TUM Logo

Smart Mutations for Library Fuzzing

Smart Mutations for Library Fuzzing

Supervisor(s): Fabian Kilger
Status: finished
Topic: Others
Author: Alexandru Sasu
Submission: 2023-04-17
Type of Thesis: Masterthesis

Description

Library fuzzing is crucial for software security, as a vulnerable code library compromises

all the projects that use it. Unfortunately, the process of fuzzing spends a lot of time on

unpromising inputs and the specific use of mutations in the context of library fuzzing

has been overlooked by the research community. In this thesis, we propose a novel

system that utilizes neural networks to filter mutations during the fuzzing process to

enhance the speed of new path discovery.

New path discovery is an important part of mutation-based fuzzing, and the way

mutations are selected heavily impacts its speed and efficacy. While the current methods

for creating and choosing mutations show good results, we suggest that the speed of

path discovery can be increased through filtering.

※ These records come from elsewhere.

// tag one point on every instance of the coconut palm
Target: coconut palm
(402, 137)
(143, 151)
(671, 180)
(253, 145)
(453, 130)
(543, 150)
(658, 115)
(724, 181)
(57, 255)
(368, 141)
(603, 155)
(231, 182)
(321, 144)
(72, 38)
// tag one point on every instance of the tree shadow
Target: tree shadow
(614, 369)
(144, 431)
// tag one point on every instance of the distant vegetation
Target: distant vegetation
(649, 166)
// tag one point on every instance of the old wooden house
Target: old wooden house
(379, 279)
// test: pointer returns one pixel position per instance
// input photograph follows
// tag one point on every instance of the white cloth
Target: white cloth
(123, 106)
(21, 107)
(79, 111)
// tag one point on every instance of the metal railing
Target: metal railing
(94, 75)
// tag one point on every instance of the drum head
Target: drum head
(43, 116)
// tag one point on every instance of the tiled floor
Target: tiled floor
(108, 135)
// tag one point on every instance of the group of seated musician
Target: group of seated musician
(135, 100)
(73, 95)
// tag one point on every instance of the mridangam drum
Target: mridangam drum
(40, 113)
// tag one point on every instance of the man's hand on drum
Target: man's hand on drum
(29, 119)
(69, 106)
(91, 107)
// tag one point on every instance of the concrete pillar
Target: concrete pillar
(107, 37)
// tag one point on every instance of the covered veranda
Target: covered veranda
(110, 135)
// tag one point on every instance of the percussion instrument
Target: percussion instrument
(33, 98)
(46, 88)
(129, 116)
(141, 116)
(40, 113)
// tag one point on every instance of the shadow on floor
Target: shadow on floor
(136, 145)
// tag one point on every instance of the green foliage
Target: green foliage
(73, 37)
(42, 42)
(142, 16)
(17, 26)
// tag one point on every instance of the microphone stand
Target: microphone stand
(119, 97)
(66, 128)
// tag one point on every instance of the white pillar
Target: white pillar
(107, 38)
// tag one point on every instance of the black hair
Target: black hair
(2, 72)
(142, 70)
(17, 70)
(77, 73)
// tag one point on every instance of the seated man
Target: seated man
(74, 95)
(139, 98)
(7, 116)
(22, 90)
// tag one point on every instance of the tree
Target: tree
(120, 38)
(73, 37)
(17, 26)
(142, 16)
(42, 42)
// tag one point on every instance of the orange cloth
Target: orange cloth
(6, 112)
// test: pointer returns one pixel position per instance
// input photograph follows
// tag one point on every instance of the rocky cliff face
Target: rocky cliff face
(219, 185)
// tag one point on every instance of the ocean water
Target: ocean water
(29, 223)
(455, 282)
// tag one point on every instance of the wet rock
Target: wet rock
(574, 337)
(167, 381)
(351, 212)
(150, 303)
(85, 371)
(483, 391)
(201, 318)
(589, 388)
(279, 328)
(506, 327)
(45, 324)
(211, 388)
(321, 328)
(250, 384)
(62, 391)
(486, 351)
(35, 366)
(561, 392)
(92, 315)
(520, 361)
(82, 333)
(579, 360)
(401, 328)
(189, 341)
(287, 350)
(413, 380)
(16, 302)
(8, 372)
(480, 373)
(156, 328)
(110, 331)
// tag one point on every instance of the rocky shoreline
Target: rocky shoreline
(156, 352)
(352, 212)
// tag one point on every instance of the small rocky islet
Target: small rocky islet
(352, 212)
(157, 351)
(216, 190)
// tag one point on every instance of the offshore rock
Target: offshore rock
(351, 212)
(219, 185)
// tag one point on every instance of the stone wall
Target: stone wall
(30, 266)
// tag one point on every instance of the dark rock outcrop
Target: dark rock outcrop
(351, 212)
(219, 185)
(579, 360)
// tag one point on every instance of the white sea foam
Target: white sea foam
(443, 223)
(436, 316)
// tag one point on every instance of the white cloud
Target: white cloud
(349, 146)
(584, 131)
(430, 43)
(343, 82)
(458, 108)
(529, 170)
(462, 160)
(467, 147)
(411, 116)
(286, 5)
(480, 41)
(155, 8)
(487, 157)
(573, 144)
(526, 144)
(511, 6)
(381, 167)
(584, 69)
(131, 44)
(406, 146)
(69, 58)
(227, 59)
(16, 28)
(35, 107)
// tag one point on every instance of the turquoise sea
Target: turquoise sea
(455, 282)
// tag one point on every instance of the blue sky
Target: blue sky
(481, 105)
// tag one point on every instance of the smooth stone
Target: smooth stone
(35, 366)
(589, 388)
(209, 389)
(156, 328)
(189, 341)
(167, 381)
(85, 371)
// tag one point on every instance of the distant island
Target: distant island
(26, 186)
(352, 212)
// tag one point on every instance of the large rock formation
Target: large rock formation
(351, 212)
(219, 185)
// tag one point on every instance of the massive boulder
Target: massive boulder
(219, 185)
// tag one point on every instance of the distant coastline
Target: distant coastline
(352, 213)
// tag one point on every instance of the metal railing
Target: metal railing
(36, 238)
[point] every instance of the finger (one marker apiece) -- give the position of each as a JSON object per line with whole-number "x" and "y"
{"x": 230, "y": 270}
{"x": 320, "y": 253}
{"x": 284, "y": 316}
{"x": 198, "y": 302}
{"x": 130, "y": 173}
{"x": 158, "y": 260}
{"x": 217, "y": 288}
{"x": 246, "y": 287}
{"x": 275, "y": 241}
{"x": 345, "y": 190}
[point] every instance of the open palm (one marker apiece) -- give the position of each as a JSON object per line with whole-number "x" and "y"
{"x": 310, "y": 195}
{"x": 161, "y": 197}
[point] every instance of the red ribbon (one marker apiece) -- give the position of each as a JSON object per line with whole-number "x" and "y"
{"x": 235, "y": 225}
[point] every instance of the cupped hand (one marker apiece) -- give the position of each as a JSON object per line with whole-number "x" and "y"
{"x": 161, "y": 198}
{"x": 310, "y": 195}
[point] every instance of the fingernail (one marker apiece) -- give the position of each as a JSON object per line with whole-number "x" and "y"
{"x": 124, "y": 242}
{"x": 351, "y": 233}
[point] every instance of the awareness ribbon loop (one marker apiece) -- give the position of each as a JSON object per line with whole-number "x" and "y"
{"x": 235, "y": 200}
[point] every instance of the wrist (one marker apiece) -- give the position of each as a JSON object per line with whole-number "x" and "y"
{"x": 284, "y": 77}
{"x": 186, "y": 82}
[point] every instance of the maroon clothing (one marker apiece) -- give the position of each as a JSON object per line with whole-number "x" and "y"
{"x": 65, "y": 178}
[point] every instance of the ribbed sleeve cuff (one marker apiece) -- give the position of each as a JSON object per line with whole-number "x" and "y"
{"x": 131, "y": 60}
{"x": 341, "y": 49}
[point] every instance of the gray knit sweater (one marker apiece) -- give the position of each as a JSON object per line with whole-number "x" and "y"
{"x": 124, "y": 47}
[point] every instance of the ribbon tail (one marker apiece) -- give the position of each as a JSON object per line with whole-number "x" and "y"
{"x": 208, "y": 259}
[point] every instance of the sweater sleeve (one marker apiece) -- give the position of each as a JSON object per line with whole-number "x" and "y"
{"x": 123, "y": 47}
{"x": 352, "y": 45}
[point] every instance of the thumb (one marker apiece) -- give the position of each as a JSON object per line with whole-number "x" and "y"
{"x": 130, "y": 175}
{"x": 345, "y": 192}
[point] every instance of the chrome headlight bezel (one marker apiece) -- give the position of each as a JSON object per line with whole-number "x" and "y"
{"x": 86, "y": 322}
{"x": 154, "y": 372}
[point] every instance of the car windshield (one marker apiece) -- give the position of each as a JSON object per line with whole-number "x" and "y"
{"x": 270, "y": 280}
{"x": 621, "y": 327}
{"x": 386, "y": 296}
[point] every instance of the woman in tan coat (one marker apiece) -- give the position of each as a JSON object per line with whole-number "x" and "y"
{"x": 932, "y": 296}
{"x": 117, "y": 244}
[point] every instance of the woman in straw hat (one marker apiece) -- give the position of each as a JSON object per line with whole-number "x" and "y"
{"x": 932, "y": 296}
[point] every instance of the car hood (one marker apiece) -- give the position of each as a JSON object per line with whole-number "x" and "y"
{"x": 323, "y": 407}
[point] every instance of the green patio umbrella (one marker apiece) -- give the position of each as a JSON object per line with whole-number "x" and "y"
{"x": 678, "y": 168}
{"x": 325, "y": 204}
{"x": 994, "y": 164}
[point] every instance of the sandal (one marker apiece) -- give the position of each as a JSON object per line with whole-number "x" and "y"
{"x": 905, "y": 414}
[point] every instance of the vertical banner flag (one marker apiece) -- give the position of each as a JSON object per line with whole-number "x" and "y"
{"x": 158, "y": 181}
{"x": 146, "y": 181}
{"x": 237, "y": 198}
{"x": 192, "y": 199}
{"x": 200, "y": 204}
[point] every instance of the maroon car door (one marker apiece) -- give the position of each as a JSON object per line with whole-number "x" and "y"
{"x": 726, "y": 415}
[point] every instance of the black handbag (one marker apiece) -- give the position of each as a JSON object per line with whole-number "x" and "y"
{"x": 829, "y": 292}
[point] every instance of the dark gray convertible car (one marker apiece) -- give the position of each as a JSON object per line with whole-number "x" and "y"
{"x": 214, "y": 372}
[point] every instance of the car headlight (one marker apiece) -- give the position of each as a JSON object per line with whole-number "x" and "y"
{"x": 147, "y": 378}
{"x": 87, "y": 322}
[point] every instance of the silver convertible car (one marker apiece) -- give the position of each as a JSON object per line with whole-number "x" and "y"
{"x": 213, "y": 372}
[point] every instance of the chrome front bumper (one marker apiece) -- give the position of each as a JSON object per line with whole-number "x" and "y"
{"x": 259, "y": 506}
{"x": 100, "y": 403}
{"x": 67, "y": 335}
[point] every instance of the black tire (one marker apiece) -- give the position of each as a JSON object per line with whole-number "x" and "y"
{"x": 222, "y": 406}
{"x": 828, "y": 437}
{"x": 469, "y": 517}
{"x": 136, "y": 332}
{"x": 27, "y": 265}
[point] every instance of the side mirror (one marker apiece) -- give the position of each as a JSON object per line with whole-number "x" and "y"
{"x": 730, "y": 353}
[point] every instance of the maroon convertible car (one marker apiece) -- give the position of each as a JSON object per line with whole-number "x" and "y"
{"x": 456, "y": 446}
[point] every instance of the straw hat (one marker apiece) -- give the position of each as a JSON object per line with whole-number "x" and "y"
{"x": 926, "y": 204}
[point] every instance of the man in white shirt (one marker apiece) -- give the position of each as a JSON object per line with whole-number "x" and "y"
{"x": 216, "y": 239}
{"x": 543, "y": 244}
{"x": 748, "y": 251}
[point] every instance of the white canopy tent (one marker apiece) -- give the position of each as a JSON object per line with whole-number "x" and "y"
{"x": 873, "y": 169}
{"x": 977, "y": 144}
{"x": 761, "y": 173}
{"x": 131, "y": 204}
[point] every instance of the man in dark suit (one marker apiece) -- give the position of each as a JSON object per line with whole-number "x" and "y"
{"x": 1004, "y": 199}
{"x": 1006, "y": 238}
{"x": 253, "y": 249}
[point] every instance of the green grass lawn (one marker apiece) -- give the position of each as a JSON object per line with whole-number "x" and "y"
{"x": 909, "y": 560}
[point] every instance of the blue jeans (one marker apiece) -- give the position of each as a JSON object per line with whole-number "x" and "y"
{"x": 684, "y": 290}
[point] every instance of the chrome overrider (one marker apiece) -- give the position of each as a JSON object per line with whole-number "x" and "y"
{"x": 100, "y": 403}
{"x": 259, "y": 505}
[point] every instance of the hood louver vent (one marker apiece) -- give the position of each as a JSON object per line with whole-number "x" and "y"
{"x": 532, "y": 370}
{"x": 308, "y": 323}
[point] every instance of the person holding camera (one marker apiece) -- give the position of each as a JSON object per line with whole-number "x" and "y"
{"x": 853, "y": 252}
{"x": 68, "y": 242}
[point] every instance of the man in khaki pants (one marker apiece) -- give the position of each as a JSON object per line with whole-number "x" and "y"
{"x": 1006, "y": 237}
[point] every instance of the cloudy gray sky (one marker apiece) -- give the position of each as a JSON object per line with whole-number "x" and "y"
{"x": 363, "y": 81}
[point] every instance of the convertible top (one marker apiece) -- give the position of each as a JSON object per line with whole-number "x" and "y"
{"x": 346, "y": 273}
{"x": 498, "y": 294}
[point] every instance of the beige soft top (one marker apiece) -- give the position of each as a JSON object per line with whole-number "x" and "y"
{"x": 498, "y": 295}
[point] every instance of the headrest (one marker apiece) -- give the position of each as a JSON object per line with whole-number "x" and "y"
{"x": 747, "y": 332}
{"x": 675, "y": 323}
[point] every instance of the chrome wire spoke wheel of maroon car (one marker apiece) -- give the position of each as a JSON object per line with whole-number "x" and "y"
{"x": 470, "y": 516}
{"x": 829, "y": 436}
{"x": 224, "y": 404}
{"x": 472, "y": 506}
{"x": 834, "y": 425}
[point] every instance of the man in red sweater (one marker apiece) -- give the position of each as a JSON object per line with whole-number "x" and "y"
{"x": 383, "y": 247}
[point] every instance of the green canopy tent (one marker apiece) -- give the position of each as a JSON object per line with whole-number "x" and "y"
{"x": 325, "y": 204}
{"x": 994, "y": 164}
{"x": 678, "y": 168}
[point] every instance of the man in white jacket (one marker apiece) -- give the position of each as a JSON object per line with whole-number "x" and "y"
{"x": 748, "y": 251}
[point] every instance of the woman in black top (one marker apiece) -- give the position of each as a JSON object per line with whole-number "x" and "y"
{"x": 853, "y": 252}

We are training a neural network to predict which mutations will not be useful in

the long term, so we can discard them. We developed two different approaches for our

design, one in which the model returns a heatmap of mutation relevance for every seed

that can be compared with mutations, and one in which the model predicts how many

mutations that increase coverage will be generated if we save the current seed. We also

suggested multiple neural network architectures including long short-term memory

and convolutional neural networks. We also modified RULF, a fuzz-target generator

for Rust libraries, to change the structure of the fuzz-target input, so that it is more

structured which would make it easier for the neural networks to learn. Furthermore,

we modified AFL++ to query our neural networks before saving a seed, to decide if it

should do so.

We evaluated both versions of our proposed system by running the modified fuzzers

and the unmodified fuzzer on a set of five Rust libraries and compared the results. We

showed that while both approaches fall short for three out of the five targets, and for

one of the targets the results are inconclusive, new path discovery speed was increased

for the library url in both approaches. From the total number of approximately 6800

edges found after 4 hours of testing with all 3 fuzzers, on average, the unmodified

fuzzer reached 6700 after 53 minutes, the bitmask fuzzer after 31 minutes, and the

coverage prediction fuzzer after 27 minutes. This shows that the performance of the

system is highly dependent on factors such as the target library and its structure.

Through our results, we highlight the potential for improving the efficiency of library

fuzzing through the proposed system.